For spacy to make token similarity calculations using an inner-product space embedding, we need to convert each word into a token

In [104]:
physics_glossary_nlp: Dict[str, List[spacy.tokens.doc.Doc]] = {
    key: [nlp_web(val) for val in values]
    for key, values in physics_glossary.items()
}
# type(physics_glossary_nlp["quark"][0])

spacy.tokens.doc.Doc

This algorithm attempts to match comment tokens with the load pop-culture glossary. The threshold was picked such that the words 'quark' and 'quarks' were similar. Another metric to include might be to calculate the edit distance (number of insertions, deletions, and swaps) for word similarity.

The model/algorithm assumes a single comment asks at most a single question or discussion with a single over-arching topic.

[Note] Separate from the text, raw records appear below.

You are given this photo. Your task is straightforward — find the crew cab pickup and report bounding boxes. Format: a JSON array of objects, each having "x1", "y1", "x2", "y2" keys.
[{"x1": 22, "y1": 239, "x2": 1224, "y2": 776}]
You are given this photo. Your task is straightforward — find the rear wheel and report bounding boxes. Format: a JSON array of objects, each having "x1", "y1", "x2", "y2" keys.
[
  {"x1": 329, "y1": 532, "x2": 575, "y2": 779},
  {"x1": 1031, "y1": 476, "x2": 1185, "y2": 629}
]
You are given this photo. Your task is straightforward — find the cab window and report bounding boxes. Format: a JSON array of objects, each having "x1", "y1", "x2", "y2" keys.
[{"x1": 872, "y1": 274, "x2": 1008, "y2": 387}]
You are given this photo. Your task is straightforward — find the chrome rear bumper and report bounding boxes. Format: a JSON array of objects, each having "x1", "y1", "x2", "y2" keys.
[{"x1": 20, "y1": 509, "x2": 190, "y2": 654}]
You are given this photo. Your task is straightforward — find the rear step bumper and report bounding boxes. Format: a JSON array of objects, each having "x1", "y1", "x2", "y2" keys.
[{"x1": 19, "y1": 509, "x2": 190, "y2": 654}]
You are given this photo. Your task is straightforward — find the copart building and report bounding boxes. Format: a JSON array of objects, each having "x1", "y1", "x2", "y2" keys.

To break degeneracy, a Counter.most_common() method is used.

In [105]:
min_required_similarity = 0.80
key_counts: Dict[str, int] = defaultdict(int)
"""Dictionary of the popularity of topics for each comment"""
# Get comment tokens that are alphabetic
for comment in video_comments:
    comment_keys: List[str] = []
    for token in nlp_web(comment.lower()):
        if len(token.text) < 2:
            continue
        if not token.is_alpha:
            continue
        # Find the most discussed topic in the comment using the glossary
        for key, glossary_tokens in physics_glossary_nlp.items():
            for glossary_token in glossary_tokens:
                store_key = False
                temp_similarity = token.similarity(glossary_token)
                if temp_similarity > min_required_similarity:
                    store_key = True
                # Other logic here if necessary
                if store_key is True:
                    print(token.text, glossary_token.text, temp_similarity)
                    comment_keys.append(key)
    if len(comment_keys) == 0:
        continue
    # Use most_common() method on Counter to get descending sorted key list and then key
    most_common_key = Counter(comment_keys).most_common()[0][0]
    key_counts[most_common_key] += 1

  temp_similarity = token.similarity(glossary_token)


up up 1.0
up up 1.0
quantum quantum 1.0
up up 1.0
neutrinos neutrino 0.9374495466930591
neutrinos neutrino 0.9374495466930591
dark dark 1.0
top top 1.0
quark quark 1.0
bottom bottom 1.0
force force 1.0
force force 1.0
quark quark 1.0
annihilate annihilate 1.0
quark quark 1.0
up up 1.0
quark quark 1.0
down down 1.0
quark quark 1.0
quantum quantum 1.0
quarks quark 0.8979578916015317
annihilate annihilate 1.0
pairs pairs 1.0
annihilate annihilate 1.0
pairs pairs 1.0
gravitational gravitational 1.0
gravitational oscillation 0.8086236853918781
fragmentation oscillation 0.8116312590820531
fragmentation dilation 0.806441297694348
quarks quark 0.8979578916015317
big big 1.0
quark quark 1.0
quark quark 1.0
dimension dimension 1.0
dimension dimension 1.0
quarks quark 0.8979578916015317
neutrinos neutrino 0.9374495466930591
universe universe 1.0
neutrino neutrino 1.0
quarks quark 0.8979578916015317
quark quark 1.0
antimatter antimatter 1.0
quark quark 1.0
annihilate annihilate 1.0
quarks quark 0.

In [106]:
key_counts

defaultdict(int,
            {'quark': 20,
             'quantum': 5,
             'neutrino': 11,
             'antimatter': 4,
             'cosmos': 3,
             'exotic': 2,
             'force': 7,
             'higgs': 1})

As expected, most of the comments are about quarks, which are the most well known charged leptons. Other comments include neutral leptons like the neutrino and other physics like the Higgs boson.